Perhaps even more, however, I learned that it’s important for us to connect with one another. Casey Taft, the founder of Vegan Publishers and a professor at Boston University Medical School (where he works on stopping domestic violence) is not necessarily the first person you’d think to ask, in trying to understand social change. But insights he has developed as one of the world’s pioneers in stopping domestic violence can, in fact, be applied to animal rights, as he powerfully argued in a recent article.

The insight we can glean from listening to Casey is an example of a broader phenomenon: the importance of cross fertilization in obtaining good answers to difficult problems. There are numerous examples of this in my own field economics. Behavioral economics (resulting in at least two Nobel Prizes, and many more to come) was a result of cross talk between economists, psychologists, and sociologists. Paul Krugman’s Nobel Prize winning trade theory was developed from insights stolen from the scholarship on geography. And even the now discredited rational choice paradigm was the result of interactions between mathematics, physics, engineering, and economics. In short, on hard problems, we need to seek out perspectives from different areas of knowledge to get better at what we do.
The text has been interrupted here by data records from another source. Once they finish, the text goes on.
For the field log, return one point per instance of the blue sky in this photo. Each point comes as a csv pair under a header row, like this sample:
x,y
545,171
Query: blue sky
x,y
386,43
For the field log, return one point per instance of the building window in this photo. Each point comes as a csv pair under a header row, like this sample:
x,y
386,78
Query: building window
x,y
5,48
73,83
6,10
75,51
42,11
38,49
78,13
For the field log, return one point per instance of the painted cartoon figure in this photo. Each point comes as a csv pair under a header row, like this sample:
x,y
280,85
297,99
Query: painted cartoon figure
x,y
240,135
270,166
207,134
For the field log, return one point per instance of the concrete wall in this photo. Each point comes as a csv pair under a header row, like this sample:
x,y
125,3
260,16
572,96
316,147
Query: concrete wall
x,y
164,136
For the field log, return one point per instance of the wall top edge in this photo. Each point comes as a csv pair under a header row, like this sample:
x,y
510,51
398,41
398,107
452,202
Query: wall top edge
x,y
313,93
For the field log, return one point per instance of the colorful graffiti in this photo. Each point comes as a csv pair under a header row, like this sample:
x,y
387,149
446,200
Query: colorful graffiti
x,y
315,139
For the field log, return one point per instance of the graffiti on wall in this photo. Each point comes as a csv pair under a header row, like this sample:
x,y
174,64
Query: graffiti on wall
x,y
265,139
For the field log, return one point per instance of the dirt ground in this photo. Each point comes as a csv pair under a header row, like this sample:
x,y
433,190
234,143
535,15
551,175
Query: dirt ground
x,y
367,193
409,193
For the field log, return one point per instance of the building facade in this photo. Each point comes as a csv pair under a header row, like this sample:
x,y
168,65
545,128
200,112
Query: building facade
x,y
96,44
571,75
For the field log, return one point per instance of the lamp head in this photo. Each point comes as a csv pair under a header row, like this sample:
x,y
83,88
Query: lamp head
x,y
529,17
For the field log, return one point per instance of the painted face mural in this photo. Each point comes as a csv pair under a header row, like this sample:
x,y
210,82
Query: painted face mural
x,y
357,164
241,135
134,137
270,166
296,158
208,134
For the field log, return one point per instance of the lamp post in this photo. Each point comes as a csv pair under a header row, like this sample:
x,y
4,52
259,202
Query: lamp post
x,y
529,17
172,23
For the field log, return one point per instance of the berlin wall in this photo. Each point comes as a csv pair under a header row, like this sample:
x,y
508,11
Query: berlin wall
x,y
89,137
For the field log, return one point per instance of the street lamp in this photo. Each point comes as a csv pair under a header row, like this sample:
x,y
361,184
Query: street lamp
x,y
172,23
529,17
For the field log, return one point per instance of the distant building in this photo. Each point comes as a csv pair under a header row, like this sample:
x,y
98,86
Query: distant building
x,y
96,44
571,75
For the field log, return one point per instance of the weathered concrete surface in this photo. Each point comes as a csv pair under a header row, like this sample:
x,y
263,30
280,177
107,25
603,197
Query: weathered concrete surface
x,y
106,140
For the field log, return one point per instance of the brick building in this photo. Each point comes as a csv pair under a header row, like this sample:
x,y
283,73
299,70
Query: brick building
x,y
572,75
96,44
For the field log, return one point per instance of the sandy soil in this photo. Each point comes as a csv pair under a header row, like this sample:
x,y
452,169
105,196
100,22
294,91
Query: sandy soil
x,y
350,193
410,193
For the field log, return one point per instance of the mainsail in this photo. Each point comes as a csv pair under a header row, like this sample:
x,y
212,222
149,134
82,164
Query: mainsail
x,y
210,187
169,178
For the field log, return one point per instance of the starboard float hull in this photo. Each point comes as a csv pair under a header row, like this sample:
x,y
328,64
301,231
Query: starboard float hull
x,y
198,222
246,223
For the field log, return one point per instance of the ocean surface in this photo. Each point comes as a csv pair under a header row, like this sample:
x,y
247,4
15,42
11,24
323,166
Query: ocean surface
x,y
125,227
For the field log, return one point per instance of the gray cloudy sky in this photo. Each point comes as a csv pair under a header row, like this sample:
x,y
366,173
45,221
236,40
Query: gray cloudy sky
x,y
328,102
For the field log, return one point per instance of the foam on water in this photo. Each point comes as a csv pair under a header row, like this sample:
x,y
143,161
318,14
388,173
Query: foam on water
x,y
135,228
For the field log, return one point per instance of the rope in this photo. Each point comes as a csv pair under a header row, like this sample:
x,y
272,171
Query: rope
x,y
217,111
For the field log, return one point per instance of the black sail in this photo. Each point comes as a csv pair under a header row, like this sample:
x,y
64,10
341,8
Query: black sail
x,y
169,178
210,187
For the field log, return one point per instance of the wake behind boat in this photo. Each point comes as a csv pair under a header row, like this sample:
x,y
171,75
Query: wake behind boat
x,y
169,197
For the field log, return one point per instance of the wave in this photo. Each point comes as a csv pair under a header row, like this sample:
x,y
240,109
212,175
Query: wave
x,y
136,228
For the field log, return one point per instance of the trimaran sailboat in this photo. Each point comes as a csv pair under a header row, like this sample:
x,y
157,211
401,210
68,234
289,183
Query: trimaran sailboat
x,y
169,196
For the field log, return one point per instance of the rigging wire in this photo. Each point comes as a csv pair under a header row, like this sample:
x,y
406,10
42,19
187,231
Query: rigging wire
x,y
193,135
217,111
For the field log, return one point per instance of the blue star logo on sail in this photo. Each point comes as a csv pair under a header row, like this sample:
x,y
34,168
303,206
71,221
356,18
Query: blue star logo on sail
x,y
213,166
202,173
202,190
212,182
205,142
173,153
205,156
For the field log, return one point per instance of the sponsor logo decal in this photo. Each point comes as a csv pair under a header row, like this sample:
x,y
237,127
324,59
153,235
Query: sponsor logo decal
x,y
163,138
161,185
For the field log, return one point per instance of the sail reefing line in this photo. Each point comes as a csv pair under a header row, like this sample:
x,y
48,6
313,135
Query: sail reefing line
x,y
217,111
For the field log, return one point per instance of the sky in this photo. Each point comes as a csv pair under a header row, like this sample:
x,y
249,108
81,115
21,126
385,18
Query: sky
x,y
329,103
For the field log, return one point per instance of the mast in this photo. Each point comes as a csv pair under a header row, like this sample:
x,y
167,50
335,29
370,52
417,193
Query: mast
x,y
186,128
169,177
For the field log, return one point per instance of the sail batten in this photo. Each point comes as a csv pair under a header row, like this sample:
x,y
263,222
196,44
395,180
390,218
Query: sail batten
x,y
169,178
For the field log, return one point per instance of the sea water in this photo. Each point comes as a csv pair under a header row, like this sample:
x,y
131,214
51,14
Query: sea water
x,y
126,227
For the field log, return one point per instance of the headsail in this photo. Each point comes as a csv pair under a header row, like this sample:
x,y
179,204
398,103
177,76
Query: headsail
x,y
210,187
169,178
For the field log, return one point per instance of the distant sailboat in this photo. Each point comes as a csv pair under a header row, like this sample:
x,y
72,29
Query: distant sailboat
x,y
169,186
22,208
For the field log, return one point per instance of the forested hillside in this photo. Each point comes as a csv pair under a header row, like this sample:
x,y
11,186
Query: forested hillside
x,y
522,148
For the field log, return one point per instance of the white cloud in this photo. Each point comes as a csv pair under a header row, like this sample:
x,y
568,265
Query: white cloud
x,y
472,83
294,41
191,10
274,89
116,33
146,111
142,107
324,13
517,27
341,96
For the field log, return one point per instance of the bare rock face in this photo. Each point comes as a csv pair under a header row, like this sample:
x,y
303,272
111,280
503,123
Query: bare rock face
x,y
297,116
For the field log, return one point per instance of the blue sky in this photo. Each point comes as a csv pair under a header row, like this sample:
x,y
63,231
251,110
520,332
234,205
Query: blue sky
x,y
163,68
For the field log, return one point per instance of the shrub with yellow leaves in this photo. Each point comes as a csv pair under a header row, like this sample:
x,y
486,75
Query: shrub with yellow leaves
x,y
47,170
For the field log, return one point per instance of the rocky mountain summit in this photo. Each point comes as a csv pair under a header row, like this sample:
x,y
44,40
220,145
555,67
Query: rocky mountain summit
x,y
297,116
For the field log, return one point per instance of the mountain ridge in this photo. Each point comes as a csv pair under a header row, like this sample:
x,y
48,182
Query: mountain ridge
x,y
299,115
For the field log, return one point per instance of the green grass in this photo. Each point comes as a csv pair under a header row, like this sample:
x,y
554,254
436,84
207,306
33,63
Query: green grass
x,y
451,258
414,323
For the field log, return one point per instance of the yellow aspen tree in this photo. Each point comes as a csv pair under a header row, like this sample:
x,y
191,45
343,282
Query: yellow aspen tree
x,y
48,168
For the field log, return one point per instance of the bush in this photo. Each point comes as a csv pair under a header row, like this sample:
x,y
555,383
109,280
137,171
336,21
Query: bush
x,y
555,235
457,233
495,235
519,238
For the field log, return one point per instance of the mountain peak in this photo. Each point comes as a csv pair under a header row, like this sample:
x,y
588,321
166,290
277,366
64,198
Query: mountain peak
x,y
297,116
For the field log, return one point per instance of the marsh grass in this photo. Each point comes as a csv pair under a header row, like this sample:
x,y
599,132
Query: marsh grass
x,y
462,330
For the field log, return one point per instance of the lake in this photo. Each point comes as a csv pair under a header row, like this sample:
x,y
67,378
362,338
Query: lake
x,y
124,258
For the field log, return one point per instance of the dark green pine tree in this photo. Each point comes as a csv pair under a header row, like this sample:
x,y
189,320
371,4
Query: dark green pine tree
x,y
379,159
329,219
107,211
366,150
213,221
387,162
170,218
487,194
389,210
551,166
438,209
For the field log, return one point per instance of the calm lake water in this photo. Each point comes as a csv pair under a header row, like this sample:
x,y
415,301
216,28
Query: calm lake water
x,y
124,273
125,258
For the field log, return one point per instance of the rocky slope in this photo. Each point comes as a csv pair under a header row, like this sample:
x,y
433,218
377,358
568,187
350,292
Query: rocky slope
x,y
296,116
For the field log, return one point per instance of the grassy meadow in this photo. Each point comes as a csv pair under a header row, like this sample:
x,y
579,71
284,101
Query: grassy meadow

And I think this is especially true when those other areas of knowledge contradict our own. This is why I was so excited to discuss DxE’s campaigns with Bruce Friedrich, one of the leaders at Farm Sanctuary. Bruce is most recently famous for debating Gary Francione on the value of welfare reforms. His prior position at PETA led him to undertake a number of campaigns, e.g. advocating controlled atmosphere killing, which brought down the ire and wrath of the radicals within our movement. Bruce, in short, is not a natural party for conversation for a group like DxE. 

But that makes his insight (and yes, his criticism) especially important to entertain. And in our conversations with Bruce, two things became apparent.

First, if our goal is network building, it is absolutely vital to emphasize that our model of activism -- building a movement for nonviolent direct action -- complements many of the strategies taken by other groups. If we are successful -- as I fully expect we will be -- our activism will make the lobbying, outreach, and education that Bruce does exponentially more effective. Indeed, in many ways, that is the entire point of nonviolent direct action: to create so much energy behind an issue that less assertive methods can finally sink in the way they should!

Second, while the It’s not Food, It’s Violence campaign has created an impressive international mobilization, it’s important for us to think strategically about how it fits into the longer term objective of building empowered networks for change. And, perhaps just as importantly, it’s important for us to explain this strategy to the world. How are we to get from A to Z, without taking steps B, C, and D?

There were a number of other important criticisms leveled at DxE by Bruce. But the key point, for me, is that there is much to learn from even those with whom you disagree -- especially when they have as much experience and wisdom as someone like Bruce (who, in his younger years, served 2.5 years of collective prison time for civil disobedience as a peace activist), and when our objective -- total animal liberation -- is one and the same.

That does not mean we have to give up our strategy, much less our values. Bruce himself would be the first to acknowledge that, if there is a genuine ethical concern, it ought to be directly raised. (We had some intense conversations on the ethics of killing.) But if we want to find right answers, to change others, and to learn ourselves, we have to be willing to talk… and yes, even build bridges with people with whom we might disagree.

We are stronger together. We are smarter together. And it is only together, that we will achieve our greatest dreams.